Рыжий пожал плечами, а Бес помотал головой.
– Ой, давай все вместе пойдем на нее поглядим, – оживилась Светлана. Игриво потеребила воротник пижамы. – Я в люксовом боксе не была. Меня в подвале держат!
– Держали, больше не будут, – произнес Артем. – Здесь достаточно места. А впрочем… если хочешь, можешь домой идти.
– Шо, вот так, прямо в этом прикиде?
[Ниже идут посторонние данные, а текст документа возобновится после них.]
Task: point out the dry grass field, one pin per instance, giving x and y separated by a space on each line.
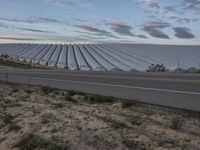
34 117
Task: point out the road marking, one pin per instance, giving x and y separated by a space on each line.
115 77
114 85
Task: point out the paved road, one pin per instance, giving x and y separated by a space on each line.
169 89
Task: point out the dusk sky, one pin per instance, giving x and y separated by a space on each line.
100 21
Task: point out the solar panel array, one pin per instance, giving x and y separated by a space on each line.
104 57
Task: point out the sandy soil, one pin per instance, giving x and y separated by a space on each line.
42 118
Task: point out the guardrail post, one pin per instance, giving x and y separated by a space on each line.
7 77
29 80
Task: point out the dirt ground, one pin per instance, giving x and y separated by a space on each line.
33 117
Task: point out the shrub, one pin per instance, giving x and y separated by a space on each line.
176 123
156 68
32 142
47 89
99 99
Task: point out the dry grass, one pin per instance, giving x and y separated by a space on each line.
44 118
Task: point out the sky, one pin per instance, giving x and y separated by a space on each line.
175 22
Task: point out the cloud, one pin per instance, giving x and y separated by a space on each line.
18 39
191 4
156 7
153 29
2 25
96 31
34 30
31 20
68 4
183 33
183 20
123 29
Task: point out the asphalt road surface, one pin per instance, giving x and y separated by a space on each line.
168 89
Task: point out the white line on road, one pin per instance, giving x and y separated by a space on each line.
113 85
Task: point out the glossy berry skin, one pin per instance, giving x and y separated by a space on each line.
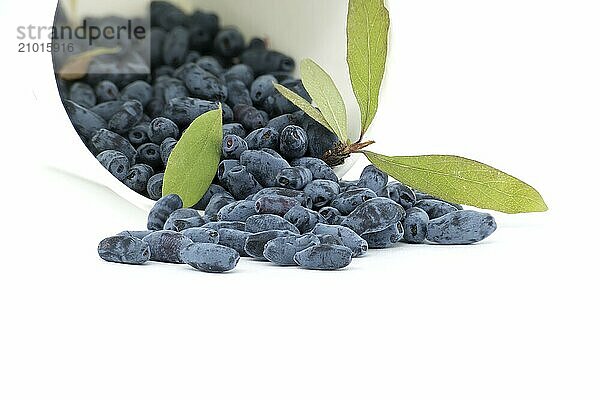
241 183
168 89
303 218
373 178
296 178
166 148
165 15
106 91
304 200
263 138
162 210
224 167
269 222
262 88
256 242
215 204
435 208
348 201
234 146
283 121
238 211
83 94
127 117
149 154
240 72
319 168
124 250
322 192
210 65
400 193
349 238
425 196
275 204
332 216
250 118
161 129
294 142
204 85
86 122
263 61
154 187
234 239
166 246
229 43
139 90
330 239
209 257
180 214
415 226
237 93
386 238
135 234
234 129
188 223
212 190
324 257
107 109
107 140
115 162
461 227
234 225
138 135
374 215
281 251
184 110
263 166
138 177
176 46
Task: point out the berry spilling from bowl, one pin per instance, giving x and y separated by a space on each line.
132 122
320 224
273 197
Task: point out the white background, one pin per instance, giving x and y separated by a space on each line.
512 83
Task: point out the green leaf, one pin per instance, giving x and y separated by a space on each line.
194 161
304 105
367 30
462 181
326 96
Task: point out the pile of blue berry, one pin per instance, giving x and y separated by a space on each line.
131 122
273 197
292 212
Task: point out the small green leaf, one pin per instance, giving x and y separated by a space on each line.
462 181
367 30
194 161
326 96
77 66
304 105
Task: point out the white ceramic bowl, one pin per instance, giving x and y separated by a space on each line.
300 28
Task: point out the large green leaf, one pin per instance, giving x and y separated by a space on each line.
326 96
462 181
194 161
304 105
367 30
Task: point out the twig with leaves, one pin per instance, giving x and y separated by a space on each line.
453 178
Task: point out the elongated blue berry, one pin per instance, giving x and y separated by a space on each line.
124 250
325 257
209 257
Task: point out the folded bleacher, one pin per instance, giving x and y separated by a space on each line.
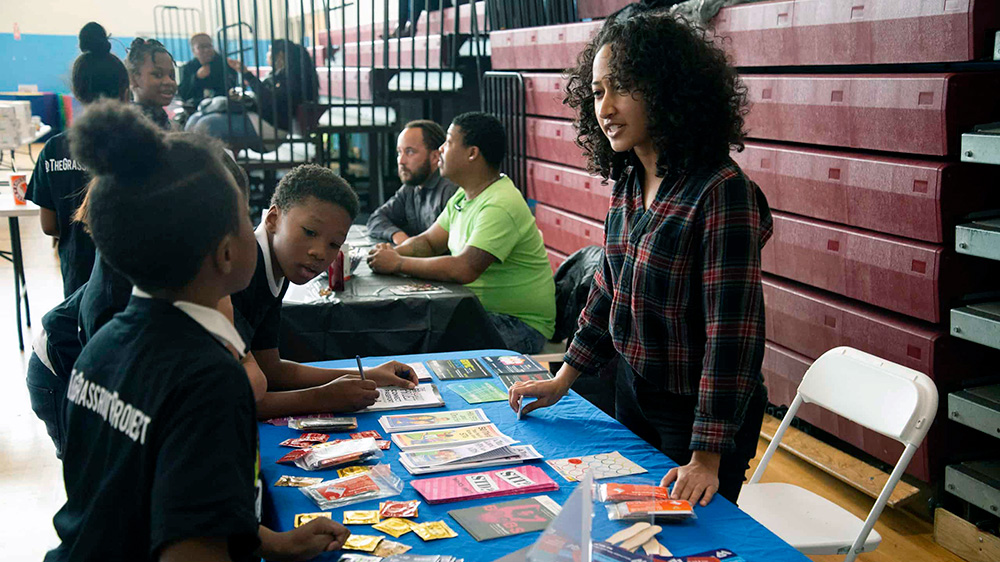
854 136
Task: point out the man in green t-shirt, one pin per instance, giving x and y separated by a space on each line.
495 248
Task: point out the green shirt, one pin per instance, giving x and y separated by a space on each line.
498 221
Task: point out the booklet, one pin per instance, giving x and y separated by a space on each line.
510 380
393 398
418 289
450 369
462 453
504 482
509 518
421 371
477 392
513 364
519 454
438 438
432 420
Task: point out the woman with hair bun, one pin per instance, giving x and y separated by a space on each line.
679 296
153 78
58 182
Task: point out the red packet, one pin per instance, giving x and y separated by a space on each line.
362 484
296 443
370 433
388 510
291 456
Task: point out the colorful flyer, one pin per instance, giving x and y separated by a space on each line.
432 420
510 380
438 438
495 483
477 392
451 369
508 518
423 375
513 364
603 465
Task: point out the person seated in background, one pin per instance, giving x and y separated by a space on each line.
153 79
205 75
496 249
292 82
417 204
58 182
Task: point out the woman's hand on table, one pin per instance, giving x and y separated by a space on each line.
348 394
383 258
697 481
310 540
546 393
392 373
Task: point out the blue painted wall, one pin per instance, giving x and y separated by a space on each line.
47 60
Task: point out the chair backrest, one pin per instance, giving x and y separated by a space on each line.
891 399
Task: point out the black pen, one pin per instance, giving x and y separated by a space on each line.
361 370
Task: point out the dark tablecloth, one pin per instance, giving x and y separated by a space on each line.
368 319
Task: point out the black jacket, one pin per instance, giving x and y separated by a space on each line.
413 209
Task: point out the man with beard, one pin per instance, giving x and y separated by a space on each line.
417 204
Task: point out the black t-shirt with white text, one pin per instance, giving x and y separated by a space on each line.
58 184
160 441
257 311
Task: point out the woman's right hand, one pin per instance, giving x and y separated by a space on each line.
546 393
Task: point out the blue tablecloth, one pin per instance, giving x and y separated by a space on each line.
571 428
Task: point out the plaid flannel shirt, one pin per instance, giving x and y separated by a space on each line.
679 295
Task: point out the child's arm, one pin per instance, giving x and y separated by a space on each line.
288 375
342 395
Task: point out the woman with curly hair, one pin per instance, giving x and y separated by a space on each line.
679 296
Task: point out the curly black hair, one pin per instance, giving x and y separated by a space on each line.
310 180
695 102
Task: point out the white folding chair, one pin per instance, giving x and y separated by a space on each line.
890 399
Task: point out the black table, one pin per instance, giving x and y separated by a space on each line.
368 319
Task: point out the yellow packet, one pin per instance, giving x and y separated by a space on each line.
303 518
394 526
352 470
297 481
389 548
433 530
364 543
361 517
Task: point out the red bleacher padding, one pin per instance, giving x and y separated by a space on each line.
591 9
409 52
821 32
567 232
555 258
912 278
352 32
570 189
910 198
783 370
543 95
548 47
914 113
332 82
554 141
464 20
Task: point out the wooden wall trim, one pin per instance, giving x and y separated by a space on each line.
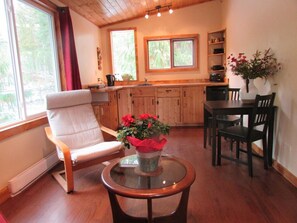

Шо, я чокнутая? – Света презрительно оглядела свое одеяние. – И потом, здесь клево. Здесь капитан нашей любимой команды! Такой лапусик!
«Ни фига себе лапусик. Какой я тебе лапусик, дура? Пора валить к себе в бокс». Почему-то Тимофею не пришла в голову простая мысль уехать отсюда прямо сейчас. Ведь ясно же, что нормальных здесь нет, что доктор шарлатан и ублюдок, а санитары эти точно уголовники. Но уже запало федоровское «утро вечера мудренее».
– Ладно, народ. Я пойду спать. Сон – очень важная часть восстановления.
– А картина та тебе понравилась, мил человек? – поинтересовался гуру Федор.
– Какая картина? – решил «упасть на дурака» Тимофей.
– Живописца Айвазовского, – хитро щурясь, произнес гуру.
– Я люблю Врубеля, – отчеканил Тимофей, решив, что в этой компании можно не бояться выглядеть чокнутым.
– Будет тебе и Врубель. Мил ты моему сыночку. Ох, мил. Много силушки на тебя тратит. Ну да ничего, силушка у него не по дням, а по часам прибывает. Как у Илюши Муромца. Слыхал о русском богатыре?
Тимофей кивнул и поднялся уходить.
– Ты уж не взыщи, если там и Врубель сыщется. Недоверчивый ты, – бросил ему вслед гуру.
Онищук вышел в холл, перевел дыхание, зачем-то посмотрел на часы, пощелкал туда-сюда чудо-циферблатом. Поймал себя на мысли, что в бокс возвращаться вообще-то страшновато.
– Та ну, – вслух сказал он.
Парень он был волевой, поэтому собрался с духом и решительно двинулся спать.